Jack goes to tell Ally that Adebisi story is a dead end and she won't be getting the Pulitzer. Lisa's all about the story and gets pissed. He's firm and stands his ground with, "Leo Glynn isn't perfect, but he's not incompetent." She still wants to expose him for the fuck-up she believes him to be. He just tells her to rest up. Big day tomorrow. She yells after him that letting the story go is a huge mistake. He acknowledges this. Actually, he flem flahs about newsmen having a heart blah blah beautiful-moment-in-men's-room-cakes.
Hill. Journalists, supposed to be impartial, yadda yadda, Walter Cronkite, he had him a poker face. That old gray mare, she ain't what she used to be.

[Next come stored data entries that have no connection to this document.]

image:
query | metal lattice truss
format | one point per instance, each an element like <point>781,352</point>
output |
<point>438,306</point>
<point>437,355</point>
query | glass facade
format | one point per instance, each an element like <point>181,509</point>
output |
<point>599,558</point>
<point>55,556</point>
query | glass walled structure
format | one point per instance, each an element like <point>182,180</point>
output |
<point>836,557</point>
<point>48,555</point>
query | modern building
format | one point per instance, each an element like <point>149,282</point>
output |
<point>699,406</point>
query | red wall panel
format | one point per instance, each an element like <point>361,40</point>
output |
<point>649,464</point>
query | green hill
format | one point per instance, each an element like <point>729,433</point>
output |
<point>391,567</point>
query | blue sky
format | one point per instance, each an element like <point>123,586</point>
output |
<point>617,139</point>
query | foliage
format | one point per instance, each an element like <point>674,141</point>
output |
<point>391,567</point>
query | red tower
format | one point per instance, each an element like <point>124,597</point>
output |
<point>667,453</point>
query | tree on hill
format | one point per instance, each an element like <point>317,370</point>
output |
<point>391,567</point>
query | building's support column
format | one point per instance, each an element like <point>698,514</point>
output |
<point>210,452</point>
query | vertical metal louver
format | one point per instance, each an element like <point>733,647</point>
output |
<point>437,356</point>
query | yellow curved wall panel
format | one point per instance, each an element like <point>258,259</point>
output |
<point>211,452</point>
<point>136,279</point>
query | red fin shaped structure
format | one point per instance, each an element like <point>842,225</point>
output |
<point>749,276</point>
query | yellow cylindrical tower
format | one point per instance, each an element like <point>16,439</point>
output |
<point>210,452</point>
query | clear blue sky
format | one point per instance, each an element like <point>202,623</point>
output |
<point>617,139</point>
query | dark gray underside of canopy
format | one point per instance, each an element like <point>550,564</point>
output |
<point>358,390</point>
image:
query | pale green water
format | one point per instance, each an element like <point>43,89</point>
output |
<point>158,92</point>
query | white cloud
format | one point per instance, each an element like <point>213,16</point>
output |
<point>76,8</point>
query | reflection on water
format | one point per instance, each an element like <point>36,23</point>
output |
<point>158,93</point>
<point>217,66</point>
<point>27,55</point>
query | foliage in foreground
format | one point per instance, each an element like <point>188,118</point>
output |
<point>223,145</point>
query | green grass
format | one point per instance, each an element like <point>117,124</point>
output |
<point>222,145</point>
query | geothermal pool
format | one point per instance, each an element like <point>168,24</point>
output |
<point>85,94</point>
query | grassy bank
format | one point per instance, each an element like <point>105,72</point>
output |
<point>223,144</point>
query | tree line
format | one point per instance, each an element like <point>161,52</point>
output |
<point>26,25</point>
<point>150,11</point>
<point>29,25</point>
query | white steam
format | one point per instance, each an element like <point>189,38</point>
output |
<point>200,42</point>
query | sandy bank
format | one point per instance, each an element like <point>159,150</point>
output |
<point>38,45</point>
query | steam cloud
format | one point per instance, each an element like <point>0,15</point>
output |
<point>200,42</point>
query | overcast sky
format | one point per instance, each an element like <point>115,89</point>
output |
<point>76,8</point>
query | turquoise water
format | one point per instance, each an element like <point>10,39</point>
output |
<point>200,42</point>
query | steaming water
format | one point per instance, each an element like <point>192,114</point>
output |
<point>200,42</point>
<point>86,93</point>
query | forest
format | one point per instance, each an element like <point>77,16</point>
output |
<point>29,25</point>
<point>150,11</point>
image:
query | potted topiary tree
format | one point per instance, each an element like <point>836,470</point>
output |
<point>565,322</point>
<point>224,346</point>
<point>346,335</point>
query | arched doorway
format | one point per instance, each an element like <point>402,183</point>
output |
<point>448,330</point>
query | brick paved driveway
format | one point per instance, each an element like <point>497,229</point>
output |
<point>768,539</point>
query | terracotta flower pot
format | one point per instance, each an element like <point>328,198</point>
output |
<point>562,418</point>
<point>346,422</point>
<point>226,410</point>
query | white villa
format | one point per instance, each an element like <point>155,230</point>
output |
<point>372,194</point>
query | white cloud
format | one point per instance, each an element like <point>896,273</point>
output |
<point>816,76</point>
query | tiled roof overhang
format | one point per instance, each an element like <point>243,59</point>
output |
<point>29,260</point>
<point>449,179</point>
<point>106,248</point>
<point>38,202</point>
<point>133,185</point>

Kitchen. White annoyingly sing-songs to Ryan how grateful he is about getting hooked up with the cafeteria job. Ryan says, "No problem! C'mere, pssst! I got a little somethin' somethin' for ya." Lured by promise of pretty bunnies, White takes the joint Ryan offers and smokes it RIGHT IN PLAIN SIGHT! Jeez! Is anyone guarding this place? ["I get the impression that the kitchen is practically untouchable unless a fight breaks out. Don't ask me why." -- Sars] Ryan cuts to the chase by mentioning oh-so-nonchalantly that Omar is the one who will be spending the night in the pod with Jack. White inhales and does the talk-whilst-in-mid-inhale. It's okay, though, because I do speak Pot. He says he's gonna be famous like ah ah Bart Simpson. And he seems pleased with himself. That's all I could make out. Ryan says he hopes Jack doesn't disrespect him, since Ryan heard he (Jack) called Omar a faggot. This is the ultimate insult to White, who objects that he ain't no MF'in faggot! Ryan calms him: "I know, I know, but they do this on TV for ratings." Ryan continues to enrage Omar until Pancamo breaks up the fun by telling Ryan the eggs won't fry themselves. Ryan leaves Omar with one last thought: "If I were you, tonight, when I was alone with that cocksucker, I'd teach him a thing or two."